Kim Davis Tees Up Supreme Court to Reverse Marriage Equality Ruling

In an appeal over damages awarded to a same-sex couple, Davis says the 2015 decision in Obergefell v. Hodges is wrong and should be overruled just like Roe v. Wade.

Politics
Kim Davis Tees Up Supreme Court to Reverse Marriage Equality Ruling

It’s been a pretty relentless news cycle these past few months and unfortunately, Kim Davis has decided to come crawling back into the headlines to make it worse.

The former Kentucky county clerk—who became infamous for denying marriage licenses to gay couples after the Supreme Court’s marriage equality ruling in Obergefell v. Hodges—is now arguing in federal court that Obergefell should be overturned, for the same reasons the high court shredded Roe v. Wade in 2022.

Davis is appealing a jury’s 2023 decision that she should have to pay $100,000 to a gay couple to whom she denied a marriage license. Davis argued that granting a license to David Ermold and David Moore in 2015 violated her religious beliefs; a deputy clerk eventually gave them a license. (The case is called Ermold v. Davis.) In a brief to the Sixth Circuit Court of Appeals, her lawyers argue that “Obergefell should be overturned for the same reasons articulated by the court in Dobbs”—mainly that it “was wrong when it was decided and it is wrong today because it was based entirely on the ‘legal fiction’ of substantive due process, which lacks any basis in the Constitution.”

This is a regurgitation of Justice Clarence Thomas’ concurrence in the Dobbs case that overturned Roe in which he argued that the court should overrule not only marriage equality but also the right to same-sex intimacy (Lawrence v. Texas, 2003) and the right for married couples to use birth control (Griswold v. Connecticut, 1965). Thomas called these substantive due process decisions “demonstrably erroneous.” While no other Justice joined that writing, Justices Thomas, Samuel Alito, and John Roberts all dissented in Obergefell, which was a 5-4 ruling. It’s well within the realm of possibility that, on this 6-3 court, there are four votes to hear a marriage equality case and five votes to overturn Obergefell. (Davis’ brief says her appeal demonstrates the need to “reconsider” Lawrence and Griswold as well.)

For good measure, Davis’ lawyers also cited the “history and tradition” test that Alito used in Dobbs. They wrote that, “even if substantive due process is not itself overturned, Obergefell should be, because the right to same-sex marriage is neither carefully described nor deeply rooted in the nation’s history.”

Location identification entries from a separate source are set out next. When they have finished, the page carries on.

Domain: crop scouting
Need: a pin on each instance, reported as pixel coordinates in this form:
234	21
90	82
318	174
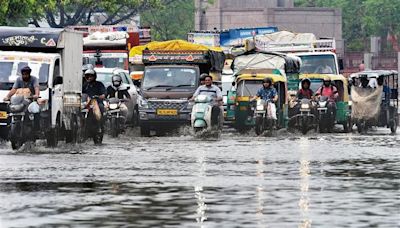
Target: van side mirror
137	83
58	80
341	64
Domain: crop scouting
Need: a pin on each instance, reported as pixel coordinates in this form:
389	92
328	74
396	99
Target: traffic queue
46	93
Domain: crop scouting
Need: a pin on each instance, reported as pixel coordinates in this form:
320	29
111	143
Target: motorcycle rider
94	88
117	89
203	79
330	91
26	81
305	92
268	93
215	92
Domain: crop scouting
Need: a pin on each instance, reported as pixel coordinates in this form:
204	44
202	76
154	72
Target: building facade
225	14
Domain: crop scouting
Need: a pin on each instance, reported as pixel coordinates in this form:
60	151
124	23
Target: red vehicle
108	46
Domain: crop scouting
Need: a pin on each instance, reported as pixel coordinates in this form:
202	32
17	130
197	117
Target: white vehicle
317	55
104	75
54	55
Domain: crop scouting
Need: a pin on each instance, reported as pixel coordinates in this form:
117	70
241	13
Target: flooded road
340	180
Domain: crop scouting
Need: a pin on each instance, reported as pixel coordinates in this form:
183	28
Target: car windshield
10	71
106	78
109	62
248	88
318	64
170	77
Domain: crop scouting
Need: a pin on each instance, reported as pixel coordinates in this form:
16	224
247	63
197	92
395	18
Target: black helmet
267	80
116	80
90	72
87	67
26	69
305	80
203	77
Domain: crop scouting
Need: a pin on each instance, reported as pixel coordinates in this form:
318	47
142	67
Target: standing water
236	181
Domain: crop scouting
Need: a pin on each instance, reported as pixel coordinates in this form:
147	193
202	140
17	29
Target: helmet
305	80
116	80
326	79
90	72
267	80
26	69
203	77
87	67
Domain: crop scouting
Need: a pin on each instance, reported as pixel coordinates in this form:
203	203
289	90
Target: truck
171	76
108	46
55	57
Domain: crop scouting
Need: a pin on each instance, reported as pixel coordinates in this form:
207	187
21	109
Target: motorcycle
116	119
263	114
92	121
201	117
306	118
23	112
326	116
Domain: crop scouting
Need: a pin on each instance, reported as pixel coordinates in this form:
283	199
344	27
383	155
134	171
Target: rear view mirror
58	80
341	64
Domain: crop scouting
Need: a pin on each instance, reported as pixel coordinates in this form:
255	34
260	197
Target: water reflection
198	189
304	172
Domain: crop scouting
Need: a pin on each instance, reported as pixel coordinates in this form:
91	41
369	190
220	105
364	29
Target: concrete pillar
368	61
398	61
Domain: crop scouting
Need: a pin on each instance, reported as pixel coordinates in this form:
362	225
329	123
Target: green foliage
363	18
172	21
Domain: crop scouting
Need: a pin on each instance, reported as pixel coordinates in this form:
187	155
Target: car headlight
143	104
305	106
113	106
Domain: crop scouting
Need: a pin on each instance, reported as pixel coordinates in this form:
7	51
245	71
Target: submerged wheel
393	126
52	136
144	131
114	127
259	126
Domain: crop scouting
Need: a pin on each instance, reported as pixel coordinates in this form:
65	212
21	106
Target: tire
72	135
393	126
361	128
144	131
114	127
135	117
304	126
15	145
15	136
259	126
348	126
52	135
98	139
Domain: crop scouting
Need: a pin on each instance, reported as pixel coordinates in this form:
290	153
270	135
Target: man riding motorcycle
213	91
94	88
268	93
26	81
330	91
120	91
305	92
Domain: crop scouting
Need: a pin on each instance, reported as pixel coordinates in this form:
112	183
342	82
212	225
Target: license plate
167	112
3	115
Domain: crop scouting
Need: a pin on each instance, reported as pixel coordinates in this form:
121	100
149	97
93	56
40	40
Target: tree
363	18
172	21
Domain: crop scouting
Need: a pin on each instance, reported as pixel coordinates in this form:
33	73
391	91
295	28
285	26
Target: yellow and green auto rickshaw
343	109
247	85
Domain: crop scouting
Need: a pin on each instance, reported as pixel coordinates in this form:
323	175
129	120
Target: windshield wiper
157	86
178	86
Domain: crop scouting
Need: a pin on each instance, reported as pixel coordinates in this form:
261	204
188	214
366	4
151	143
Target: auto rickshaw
343	110
246	87
375	99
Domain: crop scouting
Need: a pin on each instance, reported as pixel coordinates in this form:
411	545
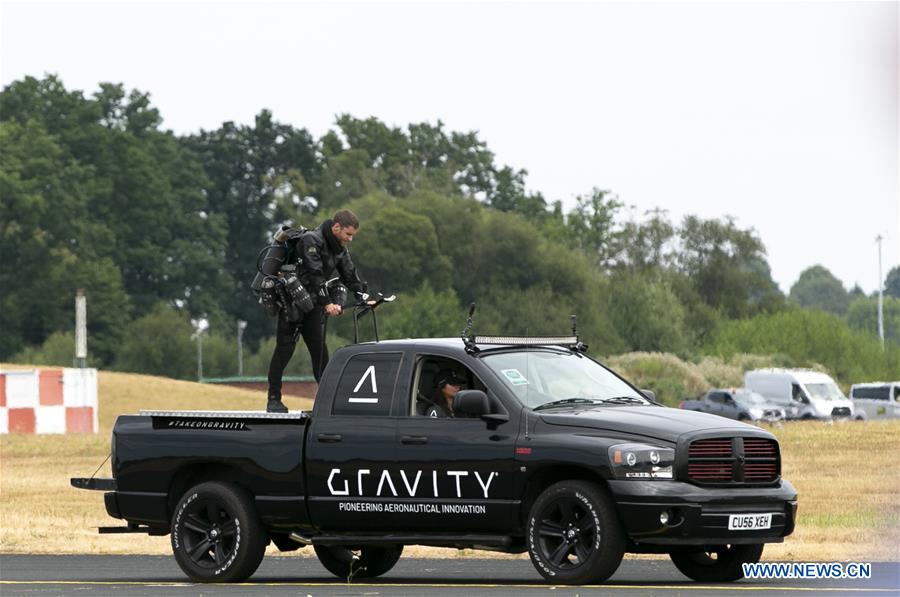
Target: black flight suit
323	258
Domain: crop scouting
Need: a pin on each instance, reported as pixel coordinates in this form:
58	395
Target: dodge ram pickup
547	451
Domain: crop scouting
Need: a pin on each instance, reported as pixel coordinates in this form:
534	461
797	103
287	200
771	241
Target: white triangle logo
370	372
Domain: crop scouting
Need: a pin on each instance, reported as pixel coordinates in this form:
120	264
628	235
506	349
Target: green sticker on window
515	377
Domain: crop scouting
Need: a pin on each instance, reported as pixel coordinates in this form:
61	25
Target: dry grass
847	475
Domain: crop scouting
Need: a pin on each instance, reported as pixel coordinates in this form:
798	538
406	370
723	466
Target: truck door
351	441
454	474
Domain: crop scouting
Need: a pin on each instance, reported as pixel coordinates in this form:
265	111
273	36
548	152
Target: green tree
591	227
892	282
257	176
862	315
647	314
52	244
159	343
397	250
727	266
647	245
818	288
105	201
425	313
808	337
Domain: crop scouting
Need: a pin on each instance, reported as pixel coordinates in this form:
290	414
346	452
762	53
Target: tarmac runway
83	575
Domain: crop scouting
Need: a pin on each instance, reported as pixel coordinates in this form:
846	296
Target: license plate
749	522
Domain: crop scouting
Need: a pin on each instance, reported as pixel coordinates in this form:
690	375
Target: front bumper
699	516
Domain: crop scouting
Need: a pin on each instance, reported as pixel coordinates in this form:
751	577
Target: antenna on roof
579	345
467	337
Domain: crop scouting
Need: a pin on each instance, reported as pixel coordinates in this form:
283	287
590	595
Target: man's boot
275	405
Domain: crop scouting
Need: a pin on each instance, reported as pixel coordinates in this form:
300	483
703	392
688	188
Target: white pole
199	356
80	329
880	295
241	326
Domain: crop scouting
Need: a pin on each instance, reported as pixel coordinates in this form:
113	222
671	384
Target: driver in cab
447	384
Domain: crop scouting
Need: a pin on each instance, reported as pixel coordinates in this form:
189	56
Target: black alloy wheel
216	534
574	536
722	563
367	561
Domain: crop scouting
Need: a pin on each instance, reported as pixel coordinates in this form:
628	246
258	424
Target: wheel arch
546	476
196	473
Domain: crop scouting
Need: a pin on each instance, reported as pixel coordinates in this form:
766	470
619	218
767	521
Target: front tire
719	564
363	562
216	534
574	535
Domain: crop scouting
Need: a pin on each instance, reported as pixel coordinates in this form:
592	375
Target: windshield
824	391
541	377
750	398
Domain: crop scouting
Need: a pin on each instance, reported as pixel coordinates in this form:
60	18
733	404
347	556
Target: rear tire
573	534
363	562
216	534
720	564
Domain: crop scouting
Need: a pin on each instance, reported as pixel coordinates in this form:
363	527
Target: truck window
426	393
367	385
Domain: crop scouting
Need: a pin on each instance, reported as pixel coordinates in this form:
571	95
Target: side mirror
473	403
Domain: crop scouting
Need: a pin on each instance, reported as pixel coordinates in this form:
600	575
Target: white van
876	400
803	394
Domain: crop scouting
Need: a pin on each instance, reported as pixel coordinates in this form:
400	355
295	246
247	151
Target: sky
781	115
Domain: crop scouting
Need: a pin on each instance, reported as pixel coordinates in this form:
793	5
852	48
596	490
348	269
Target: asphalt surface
39	575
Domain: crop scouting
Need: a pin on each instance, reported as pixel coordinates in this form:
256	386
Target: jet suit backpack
276	282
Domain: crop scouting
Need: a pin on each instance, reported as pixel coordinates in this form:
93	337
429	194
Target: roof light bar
528	340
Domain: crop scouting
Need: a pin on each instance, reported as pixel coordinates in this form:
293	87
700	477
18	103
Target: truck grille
749	460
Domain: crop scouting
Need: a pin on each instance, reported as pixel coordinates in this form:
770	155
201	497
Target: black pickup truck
548	452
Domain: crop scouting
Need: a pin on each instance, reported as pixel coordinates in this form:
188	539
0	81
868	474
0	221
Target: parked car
740	404
876	400
803	394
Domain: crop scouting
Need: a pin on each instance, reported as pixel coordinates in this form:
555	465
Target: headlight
641	461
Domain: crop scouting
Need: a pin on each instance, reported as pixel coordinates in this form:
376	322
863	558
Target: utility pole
80	329
200	326
242	325
878	240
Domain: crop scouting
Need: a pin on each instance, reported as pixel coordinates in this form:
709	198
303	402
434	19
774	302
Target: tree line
161	229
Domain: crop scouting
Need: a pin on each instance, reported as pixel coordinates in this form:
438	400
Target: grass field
847	476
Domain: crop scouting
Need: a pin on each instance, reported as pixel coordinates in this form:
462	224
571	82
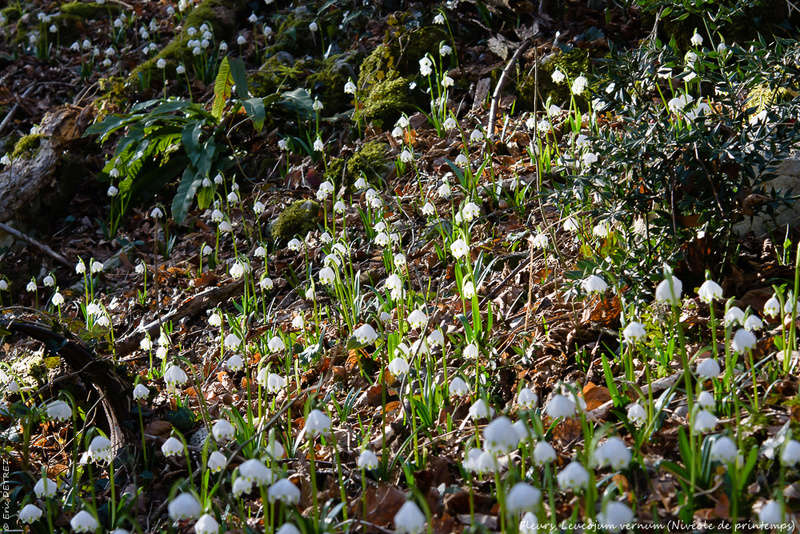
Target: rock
786	183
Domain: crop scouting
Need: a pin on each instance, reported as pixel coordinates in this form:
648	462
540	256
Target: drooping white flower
409	519
573	477
743	340
184	506
59	411
522	497
669	290
83	521
317	423
284	491
709	291
724	450
708	368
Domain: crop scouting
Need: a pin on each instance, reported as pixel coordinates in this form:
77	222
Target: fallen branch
36	244
200	302
499	87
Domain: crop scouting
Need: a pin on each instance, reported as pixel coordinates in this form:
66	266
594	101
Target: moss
572	63
299	218
383	93
370	159
27	147
220	14
90	10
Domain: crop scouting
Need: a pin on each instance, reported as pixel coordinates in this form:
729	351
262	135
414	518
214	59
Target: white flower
522	497
409	519
772	308
58	299
284	491
704	421
172	447
276	344
615	516
560	406
706	400
325	190
365	334
30	513
578	85
594	284
175	376
734	315
500	436
223	430
743	340
317	423
724	450
241	486
771	514
256	472
527	398
573	477
753	323
708	368
100	449
59	410
543	453
480	409
45	488
613	453
83	521
790	455
459	248
184	506
232	341
206	525
633	332
669	290
458	388
398	366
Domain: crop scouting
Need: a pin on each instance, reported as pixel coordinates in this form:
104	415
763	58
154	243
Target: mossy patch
27	147
299	218
383	93
90	10
220	14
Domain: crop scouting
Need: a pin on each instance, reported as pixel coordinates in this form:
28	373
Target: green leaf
239	77
185	195
222	88
255	110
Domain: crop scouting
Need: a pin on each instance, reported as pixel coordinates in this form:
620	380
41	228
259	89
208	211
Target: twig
14	108
36	244
206	299
499	87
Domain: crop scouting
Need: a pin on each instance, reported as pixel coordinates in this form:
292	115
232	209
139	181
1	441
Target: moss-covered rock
90	10
297	219
382	93
222	15
27	147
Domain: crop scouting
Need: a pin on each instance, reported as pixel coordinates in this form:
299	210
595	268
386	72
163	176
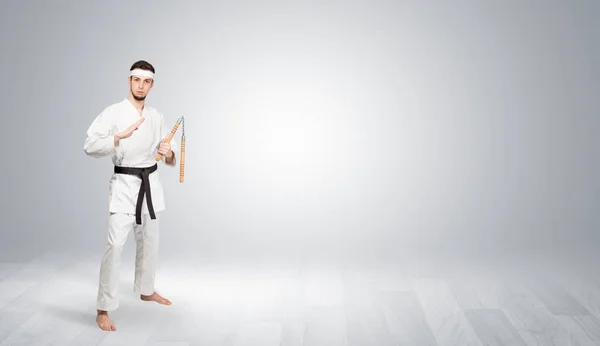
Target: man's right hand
128	131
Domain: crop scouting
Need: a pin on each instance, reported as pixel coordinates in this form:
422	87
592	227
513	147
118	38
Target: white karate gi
139	150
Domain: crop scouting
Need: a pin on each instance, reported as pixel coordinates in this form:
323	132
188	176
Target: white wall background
365	127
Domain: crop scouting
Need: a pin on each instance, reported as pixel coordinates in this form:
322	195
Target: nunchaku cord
180	121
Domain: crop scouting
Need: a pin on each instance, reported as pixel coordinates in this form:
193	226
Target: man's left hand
165	149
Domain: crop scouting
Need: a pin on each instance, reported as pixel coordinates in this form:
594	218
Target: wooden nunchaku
180	121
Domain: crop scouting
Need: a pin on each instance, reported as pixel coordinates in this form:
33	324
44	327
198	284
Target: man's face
140	86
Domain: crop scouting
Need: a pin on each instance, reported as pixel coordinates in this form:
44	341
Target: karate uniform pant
146	238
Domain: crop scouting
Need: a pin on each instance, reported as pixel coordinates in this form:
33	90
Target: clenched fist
128	131
165	149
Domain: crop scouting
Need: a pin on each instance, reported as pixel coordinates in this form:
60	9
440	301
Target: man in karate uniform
132	134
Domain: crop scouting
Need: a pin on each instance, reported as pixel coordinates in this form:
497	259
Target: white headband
144	73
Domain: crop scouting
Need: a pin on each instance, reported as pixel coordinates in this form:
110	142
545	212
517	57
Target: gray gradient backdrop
366	128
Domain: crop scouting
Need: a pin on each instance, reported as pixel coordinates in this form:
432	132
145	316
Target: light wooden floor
49	300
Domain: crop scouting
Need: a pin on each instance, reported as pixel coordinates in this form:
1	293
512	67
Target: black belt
143	173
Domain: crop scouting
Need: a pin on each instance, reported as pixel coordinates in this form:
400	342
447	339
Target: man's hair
143	65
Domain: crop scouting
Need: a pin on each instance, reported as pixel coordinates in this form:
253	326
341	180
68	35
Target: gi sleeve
165	131
100	136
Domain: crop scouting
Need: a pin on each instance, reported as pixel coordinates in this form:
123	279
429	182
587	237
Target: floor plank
494	328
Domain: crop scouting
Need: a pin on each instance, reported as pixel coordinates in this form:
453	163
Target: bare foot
104	321
156	298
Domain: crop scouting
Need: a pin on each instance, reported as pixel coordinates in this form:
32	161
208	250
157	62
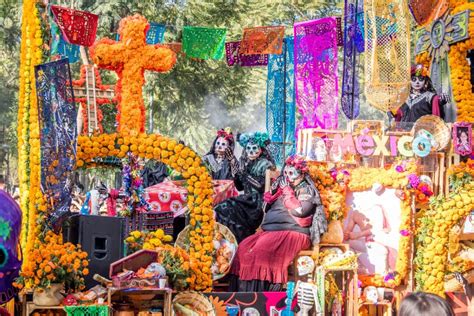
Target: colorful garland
129	58
435	224
28	127
459	65
181	159
363	179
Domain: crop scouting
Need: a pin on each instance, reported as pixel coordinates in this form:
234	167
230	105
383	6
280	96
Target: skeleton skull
292	174
253	151
221	146
10	224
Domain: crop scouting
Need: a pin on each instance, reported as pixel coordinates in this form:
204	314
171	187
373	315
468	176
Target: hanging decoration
439	42
78	27
353	46
60	47
204	42
129	58
387	58
156	33
80	96
234	57
58	136
316	78
28	128
280	110
426	11
262	40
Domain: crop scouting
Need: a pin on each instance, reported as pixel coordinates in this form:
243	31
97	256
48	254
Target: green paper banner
204	43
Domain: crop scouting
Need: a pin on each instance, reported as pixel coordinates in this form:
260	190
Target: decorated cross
435	40
129	58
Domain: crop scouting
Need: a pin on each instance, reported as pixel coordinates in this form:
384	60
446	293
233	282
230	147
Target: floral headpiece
419	71
226	133
259	138
298	162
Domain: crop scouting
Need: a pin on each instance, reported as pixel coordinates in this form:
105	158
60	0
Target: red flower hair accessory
298	162
226	134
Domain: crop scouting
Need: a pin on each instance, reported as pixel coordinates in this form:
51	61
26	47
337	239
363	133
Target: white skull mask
292	174
253	151
221	146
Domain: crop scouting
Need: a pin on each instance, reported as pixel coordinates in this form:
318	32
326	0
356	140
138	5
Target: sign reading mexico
319	146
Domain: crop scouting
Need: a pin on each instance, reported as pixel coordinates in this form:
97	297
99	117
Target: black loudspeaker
101	237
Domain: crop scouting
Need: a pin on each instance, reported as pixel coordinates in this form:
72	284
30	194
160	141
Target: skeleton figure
307	291
10	224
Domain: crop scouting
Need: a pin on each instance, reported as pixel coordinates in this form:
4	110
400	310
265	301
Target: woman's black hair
424	304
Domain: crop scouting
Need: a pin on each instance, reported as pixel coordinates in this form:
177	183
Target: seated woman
294	222
220	159
243	214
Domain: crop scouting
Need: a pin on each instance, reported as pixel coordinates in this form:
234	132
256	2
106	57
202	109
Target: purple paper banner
235	58
316	77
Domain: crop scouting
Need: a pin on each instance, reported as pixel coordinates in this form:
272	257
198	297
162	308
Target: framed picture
462	138
377	226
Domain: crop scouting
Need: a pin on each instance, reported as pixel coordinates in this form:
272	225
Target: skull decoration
292	174
221	146
253	150
10	224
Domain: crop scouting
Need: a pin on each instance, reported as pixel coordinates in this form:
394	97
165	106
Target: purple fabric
316	73
10	225
235	58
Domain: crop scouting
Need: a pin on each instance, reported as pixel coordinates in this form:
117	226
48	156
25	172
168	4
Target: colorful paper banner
280	116
316	78
234	57
262	40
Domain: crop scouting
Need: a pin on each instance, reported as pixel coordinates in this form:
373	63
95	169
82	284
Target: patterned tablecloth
172	195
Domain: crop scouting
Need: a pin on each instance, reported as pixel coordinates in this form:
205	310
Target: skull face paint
10	224
221	146
253	151
293	175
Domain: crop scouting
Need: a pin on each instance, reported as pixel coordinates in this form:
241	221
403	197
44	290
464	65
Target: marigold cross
129	58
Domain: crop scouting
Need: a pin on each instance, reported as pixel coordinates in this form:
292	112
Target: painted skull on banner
253	150
292	174
221	146
10	224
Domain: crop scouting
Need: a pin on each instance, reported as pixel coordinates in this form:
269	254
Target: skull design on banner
10	224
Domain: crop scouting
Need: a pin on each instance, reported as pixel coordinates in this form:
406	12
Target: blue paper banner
281	101
58	132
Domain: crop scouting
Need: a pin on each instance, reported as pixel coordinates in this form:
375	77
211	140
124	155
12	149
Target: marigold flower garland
435	224
28	127
459	65
180	158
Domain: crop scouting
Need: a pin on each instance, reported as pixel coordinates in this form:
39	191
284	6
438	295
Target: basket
437	127
182	241
91	310
197	301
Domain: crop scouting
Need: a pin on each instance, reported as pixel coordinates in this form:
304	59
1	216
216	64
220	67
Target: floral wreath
259	138
298	162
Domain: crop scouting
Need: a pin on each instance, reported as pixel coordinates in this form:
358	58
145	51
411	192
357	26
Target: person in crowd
243	214
295	221
220	159
423	99
424	304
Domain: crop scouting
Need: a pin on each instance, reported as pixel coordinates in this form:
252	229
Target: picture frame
462	138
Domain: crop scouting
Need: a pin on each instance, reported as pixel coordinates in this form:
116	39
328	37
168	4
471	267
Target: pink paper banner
316	79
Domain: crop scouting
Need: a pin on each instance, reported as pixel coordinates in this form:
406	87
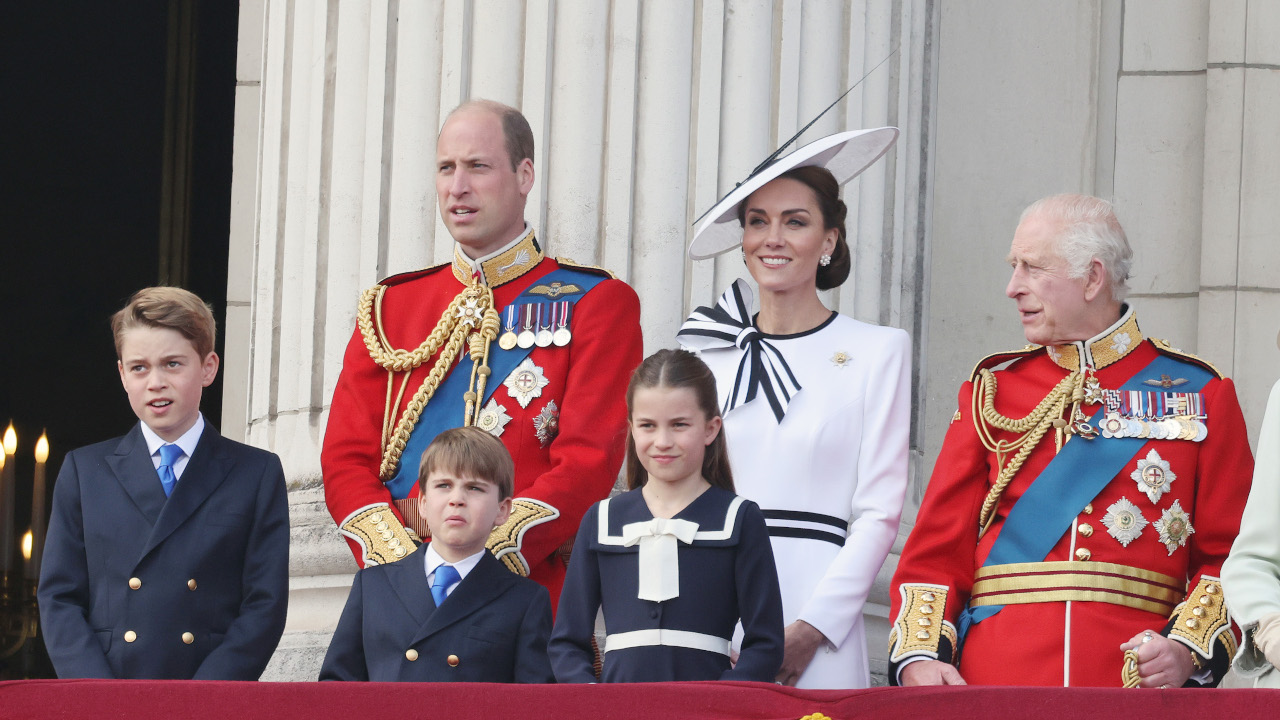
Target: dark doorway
115	174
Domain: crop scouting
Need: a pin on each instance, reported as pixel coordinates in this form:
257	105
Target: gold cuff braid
504	541
380	534
919	625
1203	619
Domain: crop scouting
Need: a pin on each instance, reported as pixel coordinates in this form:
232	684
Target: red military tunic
1125	565
561	466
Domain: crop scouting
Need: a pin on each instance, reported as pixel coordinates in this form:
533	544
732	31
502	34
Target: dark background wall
82	123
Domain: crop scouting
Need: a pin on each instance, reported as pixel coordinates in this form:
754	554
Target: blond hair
168	308
471	452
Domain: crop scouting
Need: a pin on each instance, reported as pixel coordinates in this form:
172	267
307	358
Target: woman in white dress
1251	575
817	405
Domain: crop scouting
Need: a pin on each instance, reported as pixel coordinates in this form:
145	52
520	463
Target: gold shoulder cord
1032	428
471	313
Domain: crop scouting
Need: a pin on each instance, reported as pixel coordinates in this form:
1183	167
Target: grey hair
1089	231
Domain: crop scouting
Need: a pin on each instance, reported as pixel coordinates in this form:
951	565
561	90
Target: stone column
644	113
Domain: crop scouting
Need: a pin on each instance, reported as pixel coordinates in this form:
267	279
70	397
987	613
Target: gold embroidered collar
501	267
1104	349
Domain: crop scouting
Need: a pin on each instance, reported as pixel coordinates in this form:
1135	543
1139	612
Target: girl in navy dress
676	561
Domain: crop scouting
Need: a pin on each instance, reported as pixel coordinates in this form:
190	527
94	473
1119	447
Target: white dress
837	459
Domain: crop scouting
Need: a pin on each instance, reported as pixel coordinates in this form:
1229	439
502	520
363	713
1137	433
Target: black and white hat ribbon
763	370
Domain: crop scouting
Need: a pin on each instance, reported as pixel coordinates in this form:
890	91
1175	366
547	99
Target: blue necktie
169	454
446	577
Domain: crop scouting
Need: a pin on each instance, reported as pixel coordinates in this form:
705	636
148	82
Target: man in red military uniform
1087	492
534	350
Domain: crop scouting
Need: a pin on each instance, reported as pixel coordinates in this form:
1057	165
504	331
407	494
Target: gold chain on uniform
451	332
1031	428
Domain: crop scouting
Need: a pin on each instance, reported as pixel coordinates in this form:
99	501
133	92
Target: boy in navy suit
168	548
451	611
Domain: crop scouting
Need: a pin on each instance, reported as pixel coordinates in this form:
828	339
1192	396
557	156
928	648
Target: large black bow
763	370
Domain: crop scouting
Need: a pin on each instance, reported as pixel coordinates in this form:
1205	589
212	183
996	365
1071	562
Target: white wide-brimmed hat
845	154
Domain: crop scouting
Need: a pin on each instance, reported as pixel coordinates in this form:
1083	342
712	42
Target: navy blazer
493	627
138	586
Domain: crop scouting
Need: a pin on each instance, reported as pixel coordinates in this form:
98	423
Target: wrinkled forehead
1036	241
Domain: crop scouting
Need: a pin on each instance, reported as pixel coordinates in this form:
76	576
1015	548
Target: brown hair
516	132
826	192
170	308
472	452
680	369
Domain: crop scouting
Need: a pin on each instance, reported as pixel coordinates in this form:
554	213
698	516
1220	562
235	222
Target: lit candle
7	482
26	552
39	520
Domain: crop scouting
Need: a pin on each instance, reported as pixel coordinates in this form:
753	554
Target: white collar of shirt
479	261
462	566
187	442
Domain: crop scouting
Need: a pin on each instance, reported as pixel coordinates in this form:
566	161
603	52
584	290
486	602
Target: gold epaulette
595	269
380	534
504	541
1203	619
919	627
1162	346
1001	358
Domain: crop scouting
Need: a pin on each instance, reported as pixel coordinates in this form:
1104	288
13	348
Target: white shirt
187	442
462	566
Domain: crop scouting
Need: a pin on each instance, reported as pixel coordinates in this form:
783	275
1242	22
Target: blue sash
444	410
1068	483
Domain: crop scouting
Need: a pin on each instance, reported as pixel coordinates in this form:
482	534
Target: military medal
562	335
525	338
547	423
526	382
544	331
493	419
1124	522
1153	475
1174	528
508	337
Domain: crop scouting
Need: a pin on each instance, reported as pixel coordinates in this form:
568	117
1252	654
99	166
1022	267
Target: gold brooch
1174	527
1153	475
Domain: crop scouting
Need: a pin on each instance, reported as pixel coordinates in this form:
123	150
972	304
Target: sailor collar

The Sixth Circuit has not yet said if it will hold arguments in the case, but the suit could still land at the Supreme Court in the future. The high court declined to hear an earlier appeal from Davis in 2020, but that was before the court had a conservative supermajority.

Davis is being represented by Florida-based Liberty Counsel, a firm that opposes the state’s abortion ballot measure. The group said that, if it passed, they would ask the state Supreme Court to declare fetal personhood or a total abortion ban. Liberty Counsel chairman Mat Staver told Bloomberg Law in April: “We have an open door to go back and establish personhood.” He added, “The Florida Supreme Court isn’t out of the picture yet.” Staver told Bloomberg that if the tactic works in Florida, it could be used as a strategy across the country as nearly all state constitutions have “right to life” language. (Staver has represented Davis since at least 2015, when he compared her to a Jewish person living in Nazi Germany.)

Overall, this development is a stark reminder that the right to privacy established in Griswold and reaffirmed in Roe undergirds so many other rights that protect people’s relationships. The Supreme Court remains a key issue in November and hopefully, this news is a strong nudge for now-presumptive nominee Vice President Kamala Harris to support court expansion rather than just term limits.